Performance Tips

This section contains a couple of things one can do to speed up the program. These things are either experimental or unorthodox which is why they are not enabled by default.

Faster Training with AutoOptimiser and ImplicitOpt

By default the models will use the normal Flux training flow of

  1. Compute the initial optimiser state from the optimiser rule and model
  2. Compute the gradient of the entire model
  3. Update the model and optimiser state using the gradient

The main performance problem is that NaiveGAflux can create quite messy nested models with few repeating motifs. This can cause compile times to explode since the model gradient is a nested NamedTuple which mirrors the model structure. Since each unique model architecture will have its own unique gradient type the compilation will happen for each evaluated model, even after mutation (since the model architecture might be different then).

To mitigate this issue, the AutoOptimiser updates parameters and optimiser state of a single layer (e.g. a Flux.Dense) during the backwards pass. This is obviously a rather surprising side effect from what is normally just a pure calculation which is one has to actively opt in for it.

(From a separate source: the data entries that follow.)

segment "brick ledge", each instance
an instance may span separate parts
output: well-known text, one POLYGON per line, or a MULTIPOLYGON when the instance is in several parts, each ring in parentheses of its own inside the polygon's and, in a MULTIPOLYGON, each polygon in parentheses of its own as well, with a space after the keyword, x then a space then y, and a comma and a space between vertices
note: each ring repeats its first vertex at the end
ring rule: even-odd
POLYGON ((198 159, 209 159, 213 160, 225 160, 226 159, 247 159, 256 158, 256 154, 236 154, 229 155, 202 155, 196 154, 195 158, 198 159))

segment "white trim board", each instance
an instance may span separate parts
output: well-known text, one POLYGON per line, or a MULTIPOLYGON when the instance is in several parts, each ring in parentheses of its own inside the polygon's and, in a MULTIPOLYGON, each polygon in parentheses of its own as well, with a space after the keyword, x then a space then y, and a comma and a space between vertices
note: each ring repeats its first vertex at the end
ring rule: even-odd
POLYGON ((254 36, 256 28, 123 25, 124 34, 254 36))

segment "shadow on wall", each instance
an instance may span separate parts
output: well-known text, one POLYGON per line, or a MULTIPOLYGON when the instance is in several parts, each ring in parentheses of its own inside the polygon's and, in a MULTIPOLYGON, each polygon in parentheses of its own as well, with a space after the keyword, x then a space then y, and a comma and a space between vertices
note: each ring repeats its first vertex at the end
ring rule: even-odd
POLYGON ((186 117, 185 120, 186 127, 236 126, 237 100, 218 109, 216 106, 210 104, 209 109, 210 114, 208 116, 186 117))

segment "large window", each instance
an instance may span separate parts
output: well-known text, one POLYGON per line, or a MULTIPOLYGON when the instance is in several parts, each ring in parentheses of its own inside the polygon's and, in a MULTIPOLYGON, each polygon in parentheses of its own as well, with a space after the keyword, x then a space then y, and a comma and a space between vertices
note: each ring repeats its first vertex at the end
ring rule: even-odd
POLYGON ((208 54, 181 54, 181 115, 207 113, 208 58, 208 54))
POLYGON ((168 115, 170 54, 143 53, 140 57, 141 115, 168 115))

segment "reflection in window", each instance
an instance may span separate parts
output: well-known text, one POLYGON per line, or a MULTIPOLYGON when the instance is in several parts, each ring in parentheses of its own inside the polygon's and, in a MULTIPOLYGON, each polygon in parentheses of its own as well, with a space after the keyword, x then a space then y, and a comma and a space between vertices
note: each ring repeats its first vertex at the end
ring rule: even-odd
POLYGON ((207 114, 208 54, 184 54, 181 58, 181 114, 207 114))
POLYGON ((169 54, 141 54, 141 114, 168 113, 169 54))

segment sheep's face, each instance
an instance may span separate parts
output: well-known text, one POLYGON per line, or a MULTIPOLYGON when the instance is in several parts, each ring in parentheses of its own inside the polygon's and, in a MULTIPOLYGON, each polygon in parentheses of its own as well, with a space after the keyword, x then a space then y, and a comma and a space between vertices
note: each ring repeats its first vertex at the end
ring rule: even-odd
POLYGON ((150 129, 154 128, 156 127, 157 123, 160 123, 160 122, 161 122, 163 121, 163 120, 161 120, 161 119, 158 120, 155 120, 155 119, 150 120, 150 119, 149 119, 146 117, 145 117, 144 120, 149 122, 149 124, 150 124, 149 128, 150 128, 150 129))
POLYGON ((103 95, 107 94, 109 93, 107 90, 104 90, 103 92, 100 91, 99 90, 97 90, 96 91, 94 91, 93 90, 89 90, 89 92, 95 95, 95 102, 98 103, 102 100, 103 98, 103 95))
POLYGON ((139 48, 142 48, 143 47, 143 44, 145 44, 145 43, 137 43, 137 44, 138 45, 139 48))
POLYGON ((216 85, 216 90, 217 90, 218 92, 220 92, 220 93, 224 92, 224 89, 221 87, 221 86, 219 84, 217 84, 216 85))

The way it works is simply that it wraps both a specific layer (e.g. a Flux.Dense) and the associated optimiser state for the wrapped layer and intercepts the gradient during the pullback.

Use a LayerVertexConf to make layers created by NaiveGAflux use an AutoOptimiser.

Warning

Be careful to ensure that all VertexSpaces (which produce layers with trainable parameters) have a LayerVertexConf which adds an AutoOptimiser since a mix of auto optimising and non-auto optimising layers is not supported.

NaiveGAflux will throw an error if an inconsistent model is found, but it can be difficult to find out the origin of the error since it is not caught right away.

A secondary benefit is that parameter gradients are consumed right after they are computed and can be garbage collected immediately. By default, AutoOptimiser will not return the gradient of the wrapped layer just to enable this. This behaviour is configurable by supplying a different gradfun when creating the AutoOptimiser.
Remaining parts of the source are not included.